Bodroghkozy, Aniko. "Reel Revolutionaries: an Examination of Hollywood's Cycle of 1960s Youth Rebellion Films." Cinema Journal 41 (2002): 38-58. JSTOR. UPenn, Philadelphia. 8 Apr. 2008. Keyword: 1960s counterculture culture america hippie.
This article explains how studios in the 1960s attempted to attract young moviegoers (18-30 year olds) by making films about campus activism and youth protest. Author Aniko Bodroghkozy discusses how these films represented campus turmoil, the radicalization of young people, and the violence associated with student rebellion. Cinema audiences were dwindling in the 1960s, mostly due to the demise of the family audience. The expansion of suburban America was keeping the family away from the movies and opting for other enterainment such as television and recreation.
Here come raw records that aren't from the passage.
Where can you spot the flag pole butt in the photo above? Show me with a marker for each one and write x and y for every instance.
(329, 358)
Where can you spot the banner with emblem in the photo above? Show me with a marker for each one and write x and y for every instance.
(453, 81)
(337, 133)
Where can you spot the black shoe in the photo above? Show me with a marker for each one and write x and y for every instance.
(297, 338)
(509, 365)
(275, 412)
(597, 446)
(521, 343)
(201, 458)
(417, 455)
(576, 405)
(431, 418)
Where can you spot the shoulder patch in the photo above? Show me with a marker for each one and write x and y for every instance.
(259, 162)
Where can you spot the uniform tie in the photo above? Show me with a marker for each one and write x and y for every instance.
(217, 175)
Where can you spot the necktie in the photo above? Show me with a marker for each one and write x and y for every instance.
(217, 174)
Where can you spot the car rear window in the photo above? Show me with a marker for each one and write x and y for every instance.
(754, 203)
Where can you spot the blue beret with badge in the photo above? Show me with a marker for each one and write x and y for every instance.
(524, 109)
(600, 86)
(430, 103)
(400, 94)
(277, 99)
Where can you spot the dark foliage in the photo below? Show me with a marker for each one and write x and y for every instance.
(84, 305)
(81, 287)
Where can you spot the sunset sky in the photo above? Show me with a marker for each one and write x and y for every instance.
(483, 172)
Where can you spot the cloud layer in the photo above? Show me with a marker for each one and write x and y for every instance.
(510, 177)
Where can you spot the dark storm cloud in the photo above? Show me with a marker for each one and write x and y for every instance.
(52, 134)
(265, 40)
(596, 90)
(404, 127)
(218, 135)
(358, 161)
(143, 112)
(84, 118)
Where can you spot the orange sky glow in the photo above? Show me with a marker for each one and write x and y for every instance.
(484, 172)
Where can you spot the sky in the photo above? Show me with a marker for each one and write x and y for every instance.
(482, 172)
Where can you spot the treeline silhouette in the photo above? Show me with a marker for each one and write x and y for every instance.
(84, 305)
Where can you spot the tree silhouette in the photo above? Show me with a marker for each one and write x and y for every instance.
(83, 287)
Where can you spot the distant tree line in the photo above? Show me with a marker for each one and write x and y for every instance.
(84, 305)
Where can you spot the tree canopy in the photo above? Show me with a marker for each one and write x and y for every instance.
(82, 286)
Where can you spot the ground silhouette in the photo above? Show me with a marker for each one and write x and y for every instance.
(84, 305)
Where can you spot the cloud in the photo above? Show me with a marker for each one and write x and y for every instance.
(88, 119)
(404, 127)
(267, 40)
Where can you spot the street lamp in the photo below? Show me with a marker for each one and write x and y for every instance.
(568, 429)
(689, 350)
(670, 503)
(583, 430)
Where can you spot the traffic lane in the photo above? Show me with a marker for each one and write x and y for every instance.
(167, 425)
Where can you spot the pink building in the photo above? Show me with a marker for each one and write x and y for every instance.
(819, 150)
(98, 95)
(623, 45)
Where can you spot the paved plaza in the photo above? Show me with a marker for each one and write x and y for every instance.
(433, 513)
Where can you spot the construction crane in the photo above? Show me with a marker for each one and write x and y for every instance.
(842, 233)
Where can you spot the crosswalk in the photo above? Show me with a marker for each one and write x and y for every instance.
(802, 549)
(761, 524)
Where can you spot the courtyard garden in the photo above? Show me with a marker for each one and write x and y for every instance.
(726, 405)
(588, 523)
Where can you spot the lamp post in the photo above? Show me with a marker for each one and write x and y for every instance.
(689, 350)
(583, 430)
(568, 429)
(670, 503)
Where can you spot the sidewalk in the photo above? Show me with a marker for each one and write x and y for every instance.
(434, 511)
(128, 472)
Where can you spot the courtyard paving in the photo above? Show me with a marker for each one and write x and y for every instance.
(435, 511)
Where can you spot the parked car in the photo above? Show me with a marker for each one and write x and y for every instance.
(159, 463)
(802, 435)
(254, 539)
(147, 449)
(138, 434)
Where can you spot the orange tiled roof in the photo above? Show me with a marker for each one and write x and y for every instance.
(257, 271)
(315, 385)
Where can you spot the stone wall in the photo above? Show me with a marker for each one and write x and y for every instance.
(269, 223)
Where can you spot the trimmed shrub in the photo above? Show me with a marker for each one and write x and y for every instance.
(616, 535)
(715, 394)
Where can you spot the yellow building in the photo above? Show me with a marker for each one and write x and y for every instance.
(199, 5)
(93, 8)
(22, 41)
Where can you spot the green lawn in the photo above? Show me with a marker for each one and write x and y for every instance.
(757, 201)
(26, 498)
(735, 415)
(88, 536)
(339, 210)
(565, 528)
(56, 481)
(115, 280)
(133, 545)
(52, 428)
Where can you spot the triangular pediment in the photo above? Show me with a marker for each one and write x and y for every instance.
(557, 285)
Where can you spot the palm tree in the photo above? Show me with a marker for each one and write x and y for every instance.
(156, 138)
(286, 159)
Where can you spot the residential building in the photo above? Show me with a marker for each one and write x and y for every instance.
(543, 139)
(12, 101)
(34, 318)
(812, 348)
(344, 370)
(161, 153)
MGM was one of the first studios to attempt to bring the youth back to the box office. Louis Polk became president of MGM in 1968 and recognized this problem in the industry. Joseph Levine, head of Avco Embassy Productions, called these youth-oriented films "nonconformist cinema." The Graduate had been wonderfully successful for Embassy. Unlike Levine, some film industry executives were uncomfortable with the antiestablishment views, politics, and values associated with these films and thought they would hinder international sales. Directors and producers were able to frame these rebellious movies by focusing on the main characters instead of the radical mobs. Films such as The Strawberry Statement and Getting Straight were about campus uprisings, but their creators framed them as films about individuals having identity crises in the midst of rebellious college campuses.
Nevertheless, there was certainly a conflict between the revolutionary youth politics and mainstream American culture that had to be addressed. The Graduate was revolutionary in that it addressed this chasm in a subtle way. Rather than focusing on the rebellious protests and political rallies that personify the 1960s, Nichols' masterpiece simply portrayed one young man's questioning of his parent's values. Despite his preppy wardrobe, Benjamin Braddock represents the youth counterculture of the 1960s. His parents, always talking down to him and asking about his plans, represent the American society that the 1960s youth generation absolutely cannot stand. At a time when other studios were trying to appeal to college age audiences, MGM was ahead of its time and succeeded with The Graduate.